Regent Street in all its glory is impressive.
The architecture, Regency style of course, not named for the street, but for the Prince Regent himself, is distinctive. As a child, in the north of England, I knew Regent Street as a square on the Monopoly board. That was before it became a tangible place to me. I knew that it must be a street, but it was somehow surprising the day I first walked along it – as if fiction had become reality.
My experience may surprise Londoners, and those who frequent its many shops. Luxury shops – where the labels on certain items read ‘Price On Inquiry’, or something similar. A phrase that usually implies to the common man, “If you have to ask, you can’t afford it.” Urban myths have us believe such places are aloof and standoffish. Is this so? Really? I once believed that about galleries, but real life experience disproved those suspicions. One day, after lockdown, I might go and find out about Regent Street shops.

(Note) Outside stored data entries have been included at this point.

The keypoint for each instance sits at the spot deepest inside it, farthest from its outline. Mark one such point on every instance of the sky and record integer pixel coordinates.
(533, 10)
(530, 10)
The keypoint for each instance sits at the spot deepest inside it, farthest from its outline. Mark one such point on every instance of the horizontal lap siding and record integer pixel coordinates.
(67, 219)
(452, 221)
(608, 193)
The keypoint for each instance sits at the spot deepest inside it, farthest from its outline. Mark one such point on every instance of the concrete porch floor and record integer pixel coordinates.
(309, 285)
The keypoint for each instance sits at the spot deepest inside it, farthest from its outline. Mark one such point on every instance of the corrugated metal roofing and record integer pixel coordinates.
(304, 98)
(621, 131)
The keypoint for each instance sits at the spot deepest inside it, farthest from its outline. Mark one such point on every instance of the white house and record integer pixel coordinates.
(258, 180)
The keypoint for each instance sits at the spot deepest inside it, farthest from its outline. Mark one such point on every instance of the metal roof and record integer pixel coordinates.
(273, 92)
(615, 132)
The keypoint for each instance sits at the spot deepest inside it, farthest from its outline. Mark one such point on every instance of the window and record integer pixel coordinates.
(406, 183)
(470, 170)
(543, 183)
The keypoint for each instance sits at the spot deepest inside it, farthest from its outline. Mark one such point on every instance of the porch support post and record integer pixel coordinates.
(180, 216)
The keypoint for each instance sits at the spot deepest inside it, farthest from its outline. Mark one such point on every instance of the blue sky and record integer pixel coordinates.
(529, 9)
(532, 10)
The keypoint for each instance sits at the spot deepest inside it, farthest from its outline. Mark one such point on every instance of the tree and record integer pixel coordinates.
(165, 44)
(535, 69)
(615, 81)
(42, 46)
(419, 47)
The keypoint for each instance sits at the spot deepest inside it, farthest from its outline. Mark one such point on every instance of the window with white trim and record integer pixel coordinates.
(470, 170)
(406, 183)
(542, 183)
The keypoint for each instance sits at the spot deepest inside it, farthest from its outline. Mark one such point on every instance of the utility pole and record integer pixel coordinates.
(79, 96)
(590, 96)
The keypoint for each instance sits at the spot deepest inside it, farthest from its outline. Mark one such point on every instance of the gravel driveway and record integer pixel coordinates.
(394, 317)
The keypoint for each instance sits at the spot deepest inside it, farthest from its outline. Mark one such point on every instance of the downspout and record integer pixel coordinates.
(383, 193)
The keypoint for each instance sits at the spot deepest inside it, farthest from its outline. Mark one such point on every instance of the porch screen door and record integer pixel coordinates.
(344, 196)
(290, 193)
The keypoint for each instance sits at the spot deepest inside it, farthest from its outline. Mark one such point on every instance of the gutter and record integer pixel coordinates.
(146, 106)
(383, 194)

This painting’s Regent Street treats all subjects with an even brushstroke. Its ignoble side bins and a service box are painted with equal care. The busy scene includes shoppers and sightseers. There is even space for a dog: a Springer Spaniel called Arrow – my dog, alongside my husband and son.
Regent Street grandeur
Architect John Nash developed Regent Street in a time when people aspired to grandeur and regality and built to impress. The street is wide enough to feel spacious, yet still sufficiently narrow to emphasize the elegant sweeping curve of buildings. Any wider or narrower and I doubt it would feel quite so impressive. Every detail adds to the glamour. The Underground is grand with lights (one lit, or not). Brass edging defines on the steps flowing down. Curving brass handrails – polished bright by millions of hands stroking them on the way down, or pulling upwards to street level.
In this Regent Street painting, all journeys appear to head somewhere out of sight as they follow that vanishing curve in the centre distance.
Regent Street is one of my London Series.